Central Bank of Kenya (CBK) has announced a drop in global oil prices ahead of the Energy and Petroleum Regulatory Authority’s (EPRA) fuel review next week.
Through its weekly bulletin published on Friday, February 7, the central bank revealed that international oil prices declined, with Murban oil falling to Ksh9,916 per barrel on February 6 from Ksh10,131 per barrel on January 30.
It was noted that oil prices on the international front dropped following the oil exporters resuming their usual production of more crude oil for importing countries.

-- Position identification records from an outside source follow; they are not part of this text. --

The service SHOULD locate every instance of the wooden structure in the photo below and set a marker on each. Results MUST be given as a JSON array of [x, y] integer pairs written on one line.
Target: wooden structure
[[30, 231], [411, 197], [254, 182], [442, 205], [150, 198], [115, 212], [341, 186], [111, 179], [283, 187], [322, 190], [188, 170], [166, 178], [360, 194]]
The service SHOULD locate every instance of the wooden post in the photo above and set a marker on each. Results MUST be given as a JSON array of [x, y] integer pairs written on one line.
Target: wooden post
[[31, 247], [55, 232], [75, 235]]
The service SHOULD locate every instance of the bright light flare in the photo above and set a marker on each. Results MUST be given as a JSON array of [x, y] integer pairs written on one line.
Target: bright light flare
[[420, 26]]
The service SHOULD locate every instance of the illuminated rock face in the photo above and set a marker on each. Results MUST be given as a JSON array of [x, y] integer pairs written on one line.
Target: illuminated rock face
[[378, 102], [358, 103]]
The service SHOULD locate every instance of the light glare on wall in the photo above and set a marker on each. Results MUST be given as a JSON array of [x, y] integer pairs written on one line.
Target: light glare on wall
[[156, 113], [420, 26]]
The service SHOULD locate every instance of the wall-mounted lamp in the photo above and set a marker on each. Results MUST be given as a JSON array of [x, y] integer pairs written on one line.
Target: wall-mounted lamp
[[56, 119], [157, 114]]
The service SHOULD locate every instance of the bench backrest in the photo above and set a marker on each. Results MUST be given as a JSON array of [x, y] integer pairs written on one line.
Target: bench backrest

However, in Kenya the price set in the G-to-G deal is often based on a fixed premium above the prevailing global oil price, meaning fluctuations in the international market do not directly impact the cost of oil imports under the arrangement.
The country pays a premium of around $90 (about Ksh11,610 in the current exchange rates) per barrel for petrol and $88 (about Ksh11,320 in the current exchange rates) per barrel for diesel, which is significantly higher than the global market price.
Meanwhile, according to the central bank, inflation concerns also remained stable during the week ending February 6.
Despite the rise in inflation rates in some European countries, in January this year compared to December 2024, the core inflation rate remained unchanged at 2.7 per cent.
Additionally, the Kenya shilling also remained stable against major international and regional currencies during the week ending February 6. Data from the central bank revealed that the local currency exchanged at Ksh129.19 per US dollar on February 6, compared to Ksh129.25 per US dollar on January 30, 2025.